L’énumération est longue mais elle est nécessaire pour comprendre que le constituant n’a pas seulement donné la primauté à la chambre issue du suffrage universel mais il a en même temps démontré que le Sénat est une chambre législative au rabais. Qu’est ce qui peut justifier, pour ne prendre que cet exemple, que les sénateurs ne puissent pas déclencher une procédure de révision constitutionnelle ?
Au total, le Sénat, tel qu’il est composé, tel qu’il fonctionne et avec les pouvoirs dont il dispose aujourd’hui au Sénégal est une institution inutile et coûteuse.
Pour avoir annoncé l’idée de créer un Sénat dans leurs réponses à la question sur les remous qui secouaient leurs partis, les Président Diouf comme Wade avaient confirmé dans leur conviction ceux qui pensent qu’il faut chercher ailleurs que dans la consolidation du système démocratique, les raisons du passage d’un parlement monocaméral à un parlement bicaméral.

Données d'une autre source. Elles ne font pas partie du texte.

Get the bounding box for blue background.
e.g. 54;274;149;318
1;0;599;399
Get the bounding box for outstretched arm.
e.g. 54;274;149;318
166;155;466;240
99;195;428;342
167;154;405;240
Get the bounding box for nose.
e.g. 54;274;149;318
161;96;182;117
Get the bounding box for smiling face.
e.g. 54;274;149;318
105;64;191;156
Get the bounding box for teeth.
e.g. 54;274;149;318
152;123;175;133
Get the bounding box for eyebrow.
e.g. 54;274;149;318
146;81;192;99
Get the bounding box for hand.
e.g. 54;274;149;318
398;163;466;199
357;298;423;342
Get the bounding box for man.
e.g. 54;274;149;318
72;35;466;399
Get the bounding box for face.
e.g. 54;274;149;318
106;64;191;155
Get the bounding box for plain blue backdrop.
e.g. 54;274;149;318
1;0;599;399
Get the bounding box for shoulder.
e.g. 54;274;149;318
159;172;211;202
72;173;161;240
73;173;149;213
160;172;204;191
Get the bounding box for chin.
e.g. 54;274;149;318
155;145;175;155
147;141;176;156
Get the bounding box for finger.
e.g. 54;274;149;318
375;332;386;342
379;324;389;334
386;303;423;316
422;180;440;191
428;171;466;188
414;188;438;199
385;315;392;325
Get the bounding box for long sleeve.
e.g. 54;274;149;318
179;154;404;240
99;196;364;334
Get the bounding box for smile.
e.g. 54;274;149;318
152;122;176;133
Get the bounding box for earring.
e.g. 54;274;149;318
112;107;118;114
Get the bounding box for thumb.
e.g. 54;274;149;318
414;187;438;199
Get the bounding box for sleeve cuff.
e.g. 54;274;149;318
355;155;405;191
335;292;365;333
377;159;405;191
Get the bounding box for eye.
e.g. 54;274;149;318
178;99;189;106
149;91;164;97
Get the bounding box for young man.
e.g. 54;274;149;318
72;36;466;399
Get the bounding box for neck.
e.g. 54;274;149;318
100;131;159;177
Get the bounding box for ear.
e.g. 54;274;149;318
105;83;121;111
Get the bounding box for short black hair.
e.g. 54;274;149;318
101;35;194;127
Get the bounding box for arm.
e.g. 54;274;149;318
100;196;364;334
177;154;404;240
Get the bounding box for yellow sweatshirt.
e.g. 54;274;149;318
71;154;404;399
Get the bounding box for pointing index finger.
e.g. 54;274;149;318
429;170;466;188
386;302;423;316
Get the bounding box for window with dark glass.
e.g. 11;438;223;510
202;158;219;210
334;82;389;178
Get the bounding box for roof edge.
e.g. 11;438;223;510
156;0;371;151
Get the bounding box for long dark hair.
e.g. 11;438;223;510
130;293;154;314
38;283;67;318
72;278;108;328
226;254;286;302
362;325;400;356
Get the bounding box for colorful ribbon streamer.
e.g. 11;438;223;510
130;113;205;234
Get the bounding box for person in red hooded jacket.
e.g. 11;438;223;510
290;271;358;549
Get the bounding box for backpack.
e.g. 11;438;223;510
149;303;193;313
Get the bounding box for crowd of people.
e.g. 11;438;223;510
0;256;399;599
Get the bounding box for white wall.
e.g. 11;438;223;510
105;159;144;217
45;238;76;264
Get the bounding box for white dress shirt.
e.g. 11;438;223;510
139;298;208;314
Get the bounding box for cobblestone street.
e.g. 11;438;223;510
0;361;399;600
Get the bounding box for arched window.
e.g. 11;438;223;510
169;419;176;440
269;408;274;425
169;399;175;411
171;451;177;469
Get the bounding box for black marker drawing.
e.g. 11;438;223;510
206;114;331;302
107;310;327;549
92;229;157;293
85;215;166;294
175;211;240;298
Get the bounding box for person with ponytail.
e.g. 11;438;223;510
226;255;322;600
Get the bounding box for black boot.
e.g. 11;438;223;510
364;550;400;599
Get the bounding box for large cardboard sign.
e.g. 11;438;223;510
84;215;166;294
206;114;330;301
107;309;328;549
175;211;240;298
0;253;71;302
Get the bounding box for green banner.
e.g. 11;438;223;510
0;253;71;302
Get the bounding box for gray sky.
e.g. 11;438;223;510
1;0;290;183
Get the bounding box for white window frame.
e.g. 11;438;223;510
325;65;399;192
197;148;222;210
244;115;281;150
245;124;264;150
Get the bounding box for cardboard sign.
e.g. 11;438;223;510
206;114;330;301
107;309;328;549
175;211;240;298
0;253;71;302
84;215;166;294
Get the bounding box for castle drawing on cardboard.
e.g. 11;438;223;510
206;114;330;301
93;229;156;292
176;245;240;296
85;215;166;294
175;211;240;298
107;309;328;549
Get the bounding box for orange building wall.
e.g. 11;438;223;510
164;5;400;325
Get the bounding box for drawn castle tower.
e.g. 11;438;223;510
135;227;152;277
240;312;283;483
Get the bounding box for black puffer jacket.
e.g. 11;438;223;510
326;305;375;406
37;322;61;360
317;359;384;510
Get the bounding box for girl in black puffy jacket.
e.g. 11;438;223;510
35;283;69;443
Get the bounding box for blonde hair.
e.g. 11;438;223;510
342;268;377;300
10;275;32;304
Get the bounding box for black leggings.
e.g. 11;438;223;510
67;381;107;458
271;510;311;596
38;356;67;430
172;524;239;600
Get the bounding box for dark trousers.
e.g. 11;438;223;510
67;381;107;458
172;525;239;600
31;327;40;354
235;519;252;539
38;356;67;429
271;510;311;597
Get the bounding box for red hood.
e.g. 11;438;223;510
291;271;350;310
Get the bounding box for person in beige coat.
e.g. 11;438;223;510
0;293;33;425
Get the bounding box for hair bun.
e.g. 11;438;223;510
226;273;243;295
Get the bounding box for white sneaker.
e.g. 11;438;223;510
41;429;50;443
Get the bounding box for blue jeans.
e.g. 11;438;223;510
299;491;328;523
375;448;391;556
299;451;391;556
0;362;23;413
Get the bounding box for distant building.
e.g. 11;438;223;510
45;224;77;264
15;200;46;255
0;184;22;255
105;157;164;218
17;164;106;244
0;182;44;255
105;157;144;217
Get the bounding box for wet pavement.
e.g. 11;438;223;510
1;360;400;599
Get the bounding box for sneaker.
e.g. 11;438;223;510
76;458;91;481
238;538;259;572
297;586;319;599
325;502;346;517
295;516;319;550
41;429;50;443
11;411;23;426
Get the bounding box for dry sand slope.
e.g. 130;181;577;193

Aujourd’hui les mêmes motivations politiciennes justifient la structure bicamérale du Parlement sénégalais. Il s’agit de calmer les déçus des investitures en leur miroitant un poste au Sénat. C’est ce qui justifie cette hérésie en démocratie : une chambre législative où c’est le président de la République qui nomme plus de la moitié des membres. Retenons que pour le Sénat (du régime socialiste), le président nommait 12 sénateurs sur un total de 60, ce qui avait été largement décrié par l’opposition d’alors. Aujourd’hui, le nouveau code électoral réserve un quota de 55 sénateurs à nommer sur un total de 100membres.
Le Sénat, aujourd’hui, n’a qu’une seule raison d’exister : servir de lieu de promotion social pour clientèle politique encombrant.